Amazon.com set to serve its 10 millionth "Amazonian"; customer base has grown 10 times in 21 months

SEATTLE, June 7 -- /PRNewswire/ -- Less than four years after opening on the Internet, Amazon.com (NASDAQ: AMZN) today will become the first e-commerce store to serve its 10 millionth customer.

In October 1997, Amazon.com became the first Internet retailer to serve 1 million customers, and its cumulative customer base has grown tenfold in 21 months and is now equivalent to the population of Greece.

The 10 million number represents an e-commerce watershed reflecting the appeal of online shopping beyond original techno-savvy buyers to mainstream consumers.

"If anyone had predicted in 1995 that we'd have 10 million Amazonians by now, they'd have been locked up as dangerous," said Amazon.com founder and CEO Jeff Bezos. "We certainly didn't expect it, and we're extremely grateful. We're celebrating--but quickly--and taking this opportunity to re-commit ourselves to our customers."

Bezos added, "We're especially pleased that one of the significant components of recent customer growth has been auction participants."

In honor of all Amazon.com customers, Bezos will personally deliver the goods bought today by an honorary 10 millionth Amazonian. The personalized delivery reflects Amazon.com's roots in 1995 when Bezos would take each day's orders to the post office for delivery to customers.

Amazon.com started selling books online in July 1995. In June 1998, when it had about 3 million customers, the company added its music CD store, and five months later, a video store. Amazon.com finished 1998 with 6.2 million customers and since then has launched Amazon.com Auctions and a free electronic greeting card service. Amazon.com Auctions is a business-to-consumer and person-to-person auction site featuring tens of thousands of offerings.

The Amazon.com cumulative customer base of 10 million unique customers includes those who have either purchased merchandise from Amazon.com or participated as registered users of Amazon.com Auctions.

About Amazon.com
Amazon.com, Inc. (NASDAQ: AMZN), the Internet's No. 1 music, No. 1 video, and No. 1 book retailer, opened its virtual doors on the World Wide Web in July 1995 and today offers Earth's Biggest SelectionTM with free electronic greeting cards, online auctions, and more than 4.7 million book, music-CD, video, DVD, and computer-game titles. Amazon.com seeks to be the world's most customer-centric company, where people can find and discover anything they may want to buy online. As part of its efforts to provide the best shopping experience for customers, Amazon.com provides secure credit-card payment, personalized recommendations, streamlined ordering through 1-ClickSM technology, and hassle-free auction bidding with Bid-ClickSM.

Amazon.com operates two international Web sites: www.amazon.co.uk in the United Kingdom and www.amazon.de in Germany. Amazon.com also operates PlanetAll (www.planetall.com), a Web-based address book, calendar, and reminder service. It also operates the Internet Movie Database (www.imdb.com), the Web's comprehensive and authoritative source of information on more than 150,000 movies and entertainment programs and 500,000 cast and crew members dating from the birth of film in 1892 to the present. Amazon.com also operates LiveBid.com (www.livebid.com), the sole provider of live-event auctions on the Internet.

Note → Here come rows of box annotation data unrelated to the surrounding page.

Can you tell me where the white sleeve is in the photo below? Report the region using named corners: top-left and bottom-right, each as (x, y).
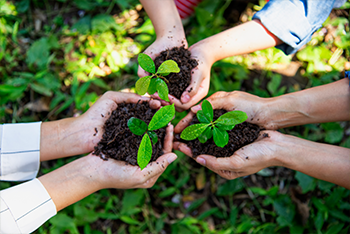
top-left (0, 122), bottom-right (41, 181)
top-left (0, 179), bottom-right (57, 234)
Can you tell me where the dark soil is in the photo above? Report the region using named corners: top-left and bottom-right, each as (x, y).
top-left (154, 46), bottom-right (198, 99)
top-left (182, 110), bottom-right (261, 157)
top-left (93, 102), bottom-right (165, 165)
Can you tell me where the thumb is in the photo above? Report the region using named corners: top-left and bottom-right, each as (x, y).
top-left (180, 68), bottom-right (205, 103)
top-left (147, 153), bottom-right (177, 176)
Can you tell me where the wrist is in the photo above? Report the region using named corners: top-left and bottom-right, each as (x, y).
top-left (40, 117), bottom-right (91, 161)
top-left (265, 95), bottom-right (308, 129)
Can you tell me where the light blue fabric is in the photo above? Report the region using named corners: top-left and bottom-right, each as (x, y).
top-left (253, 0), bottom-right (346, 55)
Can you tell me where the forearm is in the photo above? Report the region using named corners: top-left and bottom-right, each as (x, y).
top-left (277, 135), bottom-right (350, 189)
top-left (194, 20), bottom-right (282, 63)
top-left (40, 117), bottom-right (93, 161)
top-left (264, 79), bottom-right (350, 128)
top-left (140, 0), bottom-right (185, 38)
top-left (38, 155), bottom-right (104, 211)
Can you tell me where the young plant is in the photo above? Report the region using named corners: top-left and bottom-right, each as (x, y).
top-left (135, 54), bottom-right (180, 102)
top-left (180, 100), bottom-right (248, 148)
top-left (128, 104), bottom-right (175, 170)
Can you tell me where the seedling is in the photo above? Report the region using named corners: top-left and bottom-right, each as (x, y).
top-left (128, 104), bottom-right (175, 170)
top-left (180, 100), bottom-right (248, 148)
top-left (136, 54), bottom-right (180, 102)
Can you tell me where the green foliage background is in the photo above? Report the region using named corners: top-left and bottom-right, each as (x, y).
top-left (0, 0), bottom-right (350, 234)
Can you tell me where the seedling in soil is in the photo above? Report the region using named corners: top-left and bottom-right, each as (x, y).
top-left (136, 54), bottom-right (180, 102)
top-left (128, 104), bottom-right (175, 170)
top-left (180, 100), bottom-right (248, 148)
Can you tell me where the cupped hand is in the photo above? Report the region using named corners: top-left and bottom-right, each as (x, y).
top-left (91, 124), bottom-right (177, 189)
top-left (165, 43), bottom-right (213, 112)
top-left (174, 131), bottom-right (285, 180)
top-left (76, 91), bottom-right (161, 153)
top-left (185, 91), bottom-right (281, 131)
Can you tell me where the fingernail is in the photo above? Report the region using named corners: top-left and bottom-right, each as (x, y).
top-left (181, 94), bottom-right (191, 103)
top-left (191, 105), bottom-right (201, 112)
top-left (196, 157), bottom-right (206, 166)
top-left (167, 154), bottom-right (177, 164)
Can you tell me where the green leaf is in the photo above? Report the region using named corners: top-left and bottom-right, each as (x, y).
top-left (137, 134), bottom-right (152, 170)
top-left (135, 76), bottom-right (152, 95)
top-left (186, 197), bottom-right (207, 213)
top-left (120, 215), bottom-right (140, 225)
top-left (214, 111), bottom-right (248, 130)
top-left (314, 212), bottom-right (324, 230)
top-left (147, 78), bottom-right (161, 95)
top-left (157, 60), bottom-right (180, 75)
top-left (156, 79), bottom-right (170, 102)
top-left (198, 127), bottom-right (213, 144)
top-left (213, 127), bottom-right (228, 148)
top-left (197, 110), bottom-right (211, 123)
top-left (180, 123), bottom-right (209, 141)
top-left (202, 100), bottom-right (214, 122)
top-left (295, 171), bottom-right (316, 193)
top-left (148, 104), bottom-right (175, 131)
top-left (147, 131), bottom-right (158, 145)
top-left (128, 117), bottom-right (147, 136)
top-left (137, 54), bottom-right (156, 74)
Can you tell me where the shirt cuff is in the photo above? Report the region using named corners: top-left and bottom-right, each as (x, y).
top-left (0, 122), bottom-right (41, 181)
top-left (0, 179), bottom-right (57, 233)
top-left (253, 0), bottom-right (334, 55)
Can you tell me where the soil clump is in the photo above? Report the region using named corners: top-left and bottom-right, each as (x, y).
top-left (154, 46), bottom-right (198, 99)
top-left (182, 110), bottom-right (260, 158)
top-left (93, 102), bottom-right (165, 165)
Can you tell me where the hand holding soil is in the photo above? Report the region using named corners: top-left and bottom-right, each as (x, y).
top-left (93, 125), bottom-right (177, 189)
top-left (78, 91), bottom-right (160, 153)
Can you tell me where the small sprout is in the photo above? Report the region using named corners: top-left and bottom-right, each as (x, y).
top-left (180, 100), bottom-right (248, 148)
top-left (128, 104), bottom-right (175, 170)
top-left (135, 54), bottom-right (180, 102)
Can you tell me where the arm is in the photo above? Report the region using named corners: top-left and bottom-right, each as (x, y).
top-left (182, 78), bottom-right (350, 130)
top-left (174, 131), bottom-right (350, 189)
top-left (0, 125), bottom-right (176, 233)
top-left (175, 20), bottom-right (282, 110)
top-left (40, 92), bottom-right (152, 161)
top-left (138, 0), bottom-right (187, 77)
top-left (176, 0), bottom-right (335, 109)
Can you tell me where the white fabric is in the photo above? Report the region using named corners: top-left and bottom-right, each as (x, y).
top-left (0, 179), bottom-right (57, 234)
top-left (0, 122), bottom-right (41, 181)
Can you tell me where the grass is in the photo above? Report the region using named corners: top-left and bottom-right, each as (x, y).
top-left (0, 0), bottom-right (350, 234)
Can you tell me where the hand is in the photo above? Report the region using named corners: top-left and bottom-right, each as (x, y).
top-left (174, 131), bottom-right (285, 180)
top-left (93, 124), bottom-right (177, 189)
top-left (169, 42), bottom-right (214, 111)
top-left (77, 91), bottom-right (160, 153)
top-left (175, 91), bottom-right (278, 133)
top-left (39, 124), bottom-right (176, 211)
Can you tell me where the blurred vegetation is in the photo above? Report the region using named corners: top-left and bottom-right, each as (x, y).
top-left (0, 0), bottom-right (350, 234)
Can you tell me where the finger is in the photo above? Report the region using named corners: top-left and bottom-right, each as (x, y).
top-left (101, 91), bottom-right (150, 103)
top-left (149, 99), bottom-right (162, 110)
top-left (163, 124), bottom-right (174, 153)
top-left (142, 153), bottom-right (177, 184)
top-left (181, 66), bottom-right (206, 103)
top-left (174, 111), bottom-right (195, 133)
top-left (174, 141), bottom-right (193, 157)
top-left (196, 154), bottom-right (235, 171)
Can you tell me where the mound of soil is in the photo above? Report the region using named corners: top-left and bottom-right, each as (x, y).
top-left (93, 102), bottom-right (165, 165)
top-left (182, 110), bottom-right (260, 157)
top-left (154, 46), bottom-right (198, 99)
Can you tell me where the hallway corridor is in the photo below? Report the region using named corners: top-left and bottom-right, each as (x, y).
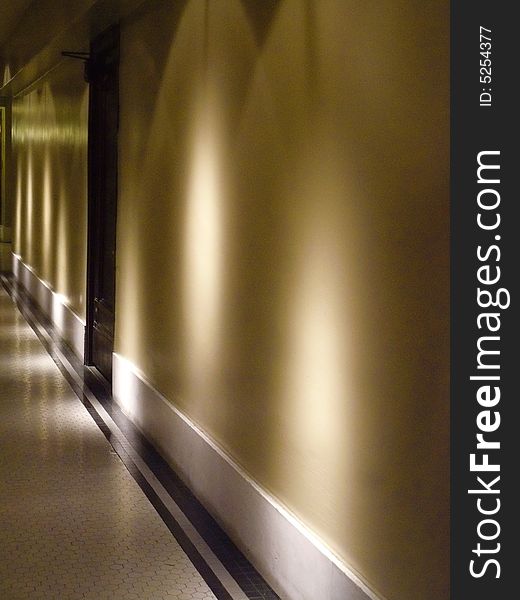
top-left (0, 279), bottom-right (277, 600)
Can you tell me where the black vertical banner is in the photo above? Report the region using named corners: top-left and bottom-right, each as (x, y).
top-left (451, 0), bottom-right (520, 600)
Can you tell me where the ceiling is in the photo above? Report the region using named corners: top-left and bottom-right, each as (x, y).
top-left (0, 0), bottom-right (32, 46)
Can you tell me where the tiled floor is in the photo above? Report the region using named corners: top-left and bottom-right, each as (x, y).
top-left (0, 285), bottom-right (248, 600)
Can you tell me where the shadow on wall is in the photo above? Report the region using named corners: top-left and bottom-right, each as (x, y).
top-left (116, 0), bottom-right (449, 600)
top-left (13, 62), bottom-right (88, 318)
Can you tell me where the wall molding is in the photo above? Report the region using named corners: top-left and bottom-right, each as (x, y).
top-left (12, 253), bottom-right (85, 358)
top-left (112, 353), bottom-right (385, 600)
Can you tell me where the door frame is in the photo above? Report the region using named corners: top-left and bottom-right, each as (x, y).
top-left (84, 24), bottom-right (119, 378)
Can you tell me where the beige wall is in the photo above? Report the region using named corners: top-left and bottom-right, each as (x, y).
top-left (13, 61), bottom-right (88, 319)
top-left (116, 0), bottom-right (449, 600)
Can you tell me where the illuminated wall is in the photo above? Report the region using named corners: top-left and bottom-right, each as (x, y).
top-left (12, 61), bottom-right (88, 319)
top-left (116, 0), bottom-right (449, 600)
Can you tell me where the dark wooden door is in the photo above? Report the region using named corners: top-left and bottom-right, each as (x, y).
top-left (85, 27), bottom-right (119, 382)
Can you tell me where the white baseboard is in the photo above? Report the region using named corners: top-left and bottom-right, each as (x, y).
top-left (112, 354), bottom-right (384, 600)
top-left (13, 254), bottom-right (85, 357)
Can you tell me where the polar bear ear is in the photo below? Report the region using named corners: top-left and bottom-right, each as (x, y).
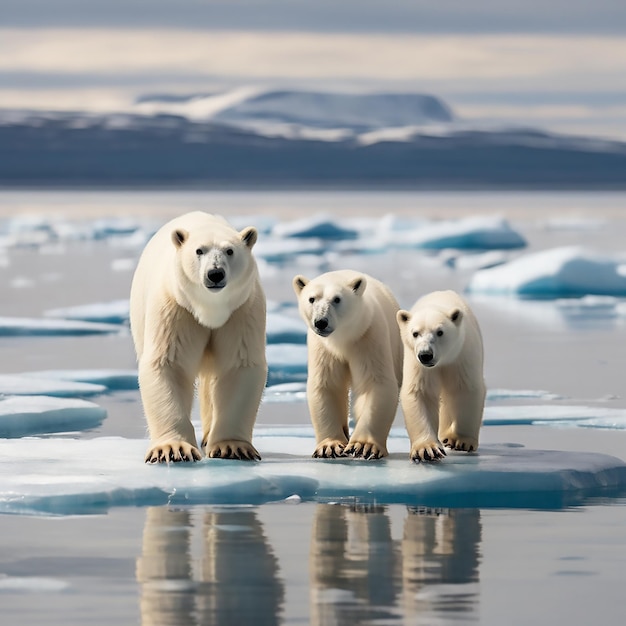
top-left (293, 274), bottom-right (309, 296)
top-left (396, 309), bottom-right (411, 326)
top-left (239, 226), bottom-right (259, 249)
top-left (172, 228), bottom-right (189, 248)
top-left (348, 276), bottom-right (367, 296)
top-left (450, 309), bottom-right (463, 326)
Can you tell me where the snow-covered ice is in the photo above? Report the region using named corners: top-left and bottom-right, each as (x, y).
top-left (467, 246), bottom-right (626, 298)
top-left (394, 217), bottom-right (526, 250)
top-left (0, 396), bottom-right (107, 436)
top-left (44, 298), bottom-right (130, 324)
top-left (0, 429), bottom-right (626, 515)
top-left (0, 372), bottom-right (107, 398)
top-left (0, 317), bottom-right (121, 337)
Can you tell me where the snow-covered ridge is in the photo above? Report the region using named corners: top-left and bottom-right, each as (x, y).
top-left (133, 87), bottom-right (454, 132)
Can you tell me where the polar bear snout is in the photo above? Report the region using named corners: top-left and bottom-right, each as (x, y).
top-left (313, 317), bottom-right (333, 337)
top-left (204, 267), bottom-right (226, 289)
top-left (417, 350), bottom-right (435, 367)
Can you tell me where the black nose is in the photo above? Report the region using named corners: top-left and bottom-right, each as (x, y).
top-left (207, 267), bottom-right (226, 284)
top-left (417, 350), bottom-right (433, 365)
top-left (315, 317), bottom-right (328, 330)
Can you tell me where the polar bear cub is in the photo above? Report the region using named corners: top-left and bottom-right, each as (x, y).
top-left (130, 211), bottom-right (267, 463)
top-left (293, 270), bottom-right (402, 459)
top-left (397, 291), bottom-right (486, 462)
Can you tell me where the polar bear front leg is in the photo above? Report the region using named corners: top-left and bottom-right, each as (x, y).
top-left (306, 354), bottom-right (348, 459)
top-left (200, 364), bottom-right (267, 461)
top-left (400, 378), bottom-right (446, 463)
top-left (439, 384), bottom-right (486, 452)
top-left (139, 358), bottom-right (201, 463)
top-left (344, 379), bottom-right (398, 459)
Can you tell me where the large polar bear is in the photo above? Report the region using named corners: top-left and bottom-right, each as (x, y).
top-left (130, 211), bottom-right (267, 463)
top-left (293, 270), bottom-right (402, 459)
top-left (397, 291), bottom-right (486, 462)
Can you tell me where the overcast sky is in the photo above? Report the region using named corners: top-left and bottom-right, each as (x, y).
top-left (0, 0), bottom-right (626, 139)
top-left (0, 0), bottom-right (626, 34)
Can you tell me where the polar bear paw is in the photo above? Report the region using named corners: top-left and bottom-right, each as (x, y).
top-left (202, 439), bottom-right (261, 461)
top-left (313, 439), bottom-right (346, 459)
top-left (145, 441), bottom-right (202, 463)
top-left (343, 441), bottom-right (387, 461)
top-left (441, 433), bottom-right (478, 452)
top-left (410, 441), bottom-right (446, 463)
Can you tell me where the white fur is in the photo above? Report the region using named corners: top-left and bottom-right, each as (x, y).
top-left (130, 211), bottom-right (267, 462)
top-left (293, 270), bottom-right (402, 458)
top-left (397, 291), bottom-right (486, 461)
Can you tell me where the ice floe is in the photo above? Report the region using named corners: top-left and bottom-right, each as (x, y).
top-left (394, 217), bottom-right (526, 250)
top-left (0, 373), bottom-right (106, 398)
top-left (0, 429), bottom-right (626, 515)
top-left (0, 317), bottom-right (121, 337)
top-left (44, 298), bottom-right (130, 324)
top-left (467, 246), bottom-right (626, 298)
top-left (0, 396), bottom-right (107, 438)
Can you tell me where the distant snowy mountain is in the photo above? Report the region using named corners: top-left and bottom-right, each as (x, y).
top-left (135, 88), bottom-right (454, 132)
top-left (0, 88), bottom-right (626, 188)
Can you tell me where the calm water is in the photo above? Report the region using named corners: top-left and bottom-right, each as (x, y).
top-left (0, 191), bottom-right (626, 626)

In addition, Amazon.com has invested in leading Internet retailers that are improving the lives of customers by making shopping easier and more convenient: drugstore.com, a complete online provider of health, beauty, wellness, and prescription-drug products, at www.drugstore.com; Pets.com, the largest pet-supply company on the Internet and a valuable source of free information for pet owners, at www.pets.com; HomeGrocer.com, the first fully integrated Internet grocery-shopping and home-delivery service, with operations in Seattle and Portland, Oregon, at www.homegrocer.com.

This announcement contains forward-looking statements that involve risks and uncertainties that include, among others, Amazon.com's limited operating history, anticipated losses, unpredictability of future revenues, potential fluctuations in quarterly operating results, seasonality, consumer trends, competition, risks of system interruption, management of potential growth, risks related to auction services, and risks of new business areas, international expansion, business combinations, and strategic alliances. More information about factors that potentially could affect Amazon.com's financial results is included in Amazon.com's filings with the Securities and Exchange Commission, including its Annual Report on Form 10-K for the year ended December 31, 1998 and Quarterly Report on Form 10-Q for the quarter ended March 31, 1999.

Amazon.com, Amazon.com Auctions, Amazon.co.uk, Amazon.de, Internet Movie Database, PlanetAll, Earth's Biggest Selection, Bid-Click and 1-Click are either registered trademarks or trademarks of Amazon.com, Inc., or its affiliates. All other names mentioned herein may be trademarks of their respective owners.